Lintas-Publik.com, Gorut — Presiden Badan Eksekutif Mahasiswa (BEM) Universitas Ichsan Gorontalo Utara (UIGU), Sahril Koly, mengirimkan doa khusus kepada almarhum Affan Kurniawan, seorang pengemudi ojek online (Ojol) yang wafat saat demo di Jakarta.
Hal disampaikan Sahril Koly saat menyampaikan sambutan pada malam puncak peringatan Hari Kemerdekaan Republik Indonesia ke-80, di Halaman Kampus Ichsan Gorut, Sabtu (30/8) malam.
“Doa terbaik kita panjatkan untuk almarhum saudara kita, Affan Kurniawan, yang telah menjadi korban demo di Jakarta. Semoga amal ibadahnya diterima di sisi Allah SWT dan semangatnya menjadi api perjuangan kita semua,” ujar Sahril.
Selain itu, Sahril juga menanggapi isu nasional yang kini menjadi sorotan publik.
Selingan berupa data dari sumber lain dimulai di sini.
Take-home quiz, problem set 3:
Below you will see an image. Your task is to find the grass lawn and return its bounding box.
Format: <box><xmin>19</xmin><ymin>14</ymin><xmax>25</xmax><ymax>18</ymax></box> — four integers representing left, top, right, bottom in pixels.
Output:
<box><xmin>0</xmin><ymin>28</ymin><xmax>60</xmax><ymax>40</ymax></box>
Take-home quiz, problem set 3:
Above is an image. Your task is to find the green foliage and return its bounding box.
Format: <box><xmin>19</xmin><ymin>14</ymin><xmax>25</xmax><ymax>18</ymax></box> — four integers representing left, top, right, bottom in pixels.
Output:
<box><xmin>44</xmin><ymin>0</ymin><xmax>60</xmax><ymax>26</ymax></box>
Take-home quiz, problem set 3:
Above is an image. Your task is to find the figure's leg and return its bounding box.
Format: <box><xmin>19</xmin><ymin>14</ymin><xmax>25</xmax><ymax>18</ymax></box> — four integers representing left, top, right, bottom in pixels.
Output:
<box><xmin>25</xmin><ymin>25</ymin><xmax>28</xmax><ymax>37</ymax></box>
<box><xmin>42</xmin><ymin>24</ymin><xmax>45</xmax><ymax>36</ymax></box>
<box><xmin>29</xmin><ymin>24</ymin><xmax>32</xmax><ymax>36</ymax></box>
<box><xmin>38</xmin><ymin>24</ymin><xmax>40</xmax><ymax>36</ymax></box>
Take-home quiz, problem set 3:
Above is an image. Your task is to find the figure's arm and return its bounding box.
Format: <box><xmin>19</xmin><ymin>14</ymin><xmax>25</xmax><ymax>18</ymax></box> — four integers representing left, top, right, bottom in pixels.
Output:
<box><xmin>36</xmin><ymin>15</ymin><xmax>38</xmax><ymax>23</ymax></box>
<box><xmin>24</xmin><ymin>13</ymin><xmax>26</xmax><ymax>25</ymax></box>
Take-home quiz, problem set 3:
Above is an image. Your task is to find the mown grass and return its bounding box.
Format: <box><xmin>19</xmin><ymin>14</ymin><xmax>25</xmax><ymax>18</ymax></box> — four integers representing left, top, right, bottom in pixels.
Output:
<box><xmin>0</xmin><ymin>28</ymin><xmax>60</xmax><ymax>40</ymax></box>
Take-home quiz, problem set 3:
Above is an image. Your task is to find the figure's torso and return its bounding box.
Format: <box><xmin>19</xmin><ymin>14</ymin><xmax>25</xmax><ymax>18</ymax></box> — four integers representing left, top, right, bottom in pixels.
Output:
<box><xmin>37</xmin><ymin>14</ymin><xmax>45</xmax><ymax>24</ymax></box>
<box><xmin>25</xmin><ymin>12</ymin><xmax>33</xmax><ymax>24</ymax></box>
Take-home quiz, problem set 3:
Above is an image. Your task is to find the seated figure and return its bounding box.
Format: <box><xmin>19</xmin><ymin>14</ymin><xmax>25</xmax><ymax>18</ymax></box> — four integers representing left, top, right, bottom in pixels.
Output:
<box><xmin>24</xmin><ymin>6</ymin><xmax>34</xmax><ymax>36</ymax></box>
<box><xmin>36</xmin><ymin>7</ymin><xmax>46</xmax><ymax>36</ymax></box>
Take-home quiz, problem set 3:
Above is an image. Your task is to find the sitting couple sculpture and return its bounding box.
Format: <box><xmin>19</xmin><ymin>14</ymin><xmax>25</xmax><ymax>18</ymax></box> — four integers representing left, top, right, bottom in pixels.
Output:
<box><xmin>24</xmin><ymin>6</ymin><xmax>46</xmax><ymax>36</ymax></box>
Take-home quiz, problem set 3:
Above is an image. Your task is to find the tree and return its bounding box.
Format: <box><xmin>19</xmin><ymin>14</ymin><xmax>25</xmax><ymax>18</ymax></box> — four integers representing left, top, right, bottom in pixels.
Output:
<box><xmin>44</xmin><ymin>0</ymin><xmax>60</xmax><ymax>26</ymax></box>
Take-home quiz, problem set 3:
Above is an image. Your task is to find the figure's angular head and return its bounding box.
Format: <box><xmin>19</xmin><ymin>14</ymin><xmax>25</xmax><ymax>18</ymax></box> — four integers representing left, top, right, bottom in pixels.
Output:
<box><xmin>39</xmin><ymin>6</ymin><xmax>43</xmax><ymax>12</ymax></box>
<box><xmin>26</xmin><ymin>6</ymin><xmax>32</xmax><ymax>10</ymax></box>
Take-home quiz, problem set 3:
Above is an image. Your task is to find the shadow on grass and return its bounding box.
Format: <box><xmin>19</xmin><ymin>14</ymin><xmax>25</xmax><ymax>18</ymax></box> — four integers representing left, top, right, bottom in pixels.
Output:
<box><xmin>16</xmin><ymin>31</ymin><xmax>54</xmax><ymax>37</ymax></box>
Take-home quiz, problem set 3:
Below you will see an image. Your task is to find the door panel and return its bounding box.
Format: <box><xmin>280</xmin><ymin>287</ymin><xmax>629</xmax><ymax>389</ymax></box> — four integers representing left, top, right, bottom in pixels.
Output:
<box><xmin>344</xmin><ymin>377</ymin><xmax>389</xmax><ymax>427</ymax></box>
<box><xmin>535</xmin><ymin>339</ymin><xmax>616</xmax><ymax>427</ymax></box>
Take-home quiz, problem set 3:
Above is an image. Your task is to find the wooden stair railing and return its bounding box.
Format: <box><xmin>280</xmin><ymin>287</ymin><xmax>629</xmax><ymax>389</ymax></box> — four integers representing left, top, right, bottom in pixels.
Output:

Ia menilai Dewan Perwakilan Rakyat (DPR) sudah tidak lagi berpihak kepada rakyat. Kebijakan yang diberlakukan justru dinilai semakin membebani masyarakat dan memicu gelombang demonstrasi besar-besaran di berbagai daerah.
“DPR hari ini sudah kehilangan arah. Kebijakan yang mereka keluarkan bukan untuk kepentingan rakyat, tetapi justru menindas rakyat. Inilah yang membuat suara-suara perlawanan terus menggema di seluruh negeri,” tegasnya.
Dalam pidatonya, Sahril menyerukan ajakan kepada seluruh mahasiswa dan elemen masyarakat untuk turun ke jalan bersama-sama, menyuarakan aspirasi rakyat dan melawan kebijakan yang merugikan masyarakat.
“Untuk mahasiswa angkatan 2025, jangan sampai kalian berstatus mahasiswa tapi tidak peka terhadap keadaan sekitar. Mahasiswa adalah agen perubahan. Saya mengajak seluruh teman-teman mahasiswa untuk ikut turun ke medan perjuangan, menyuarakan penderitaan rakyat yang diakibatkan oleh DPR yang sudah tidak lagi memikirkan rakyatnya sendiri,” pungkas Sahril.
Seruan tersebut disambut hangat oleh peserta malam puncak kemerdekaan, yang kemudian menggelorakan semangat perjuangan mahasiswa sebagai garda terdepan dalam mengawal demokrasi dan keadilan sosial bagi seluruh rakyat Indonesia.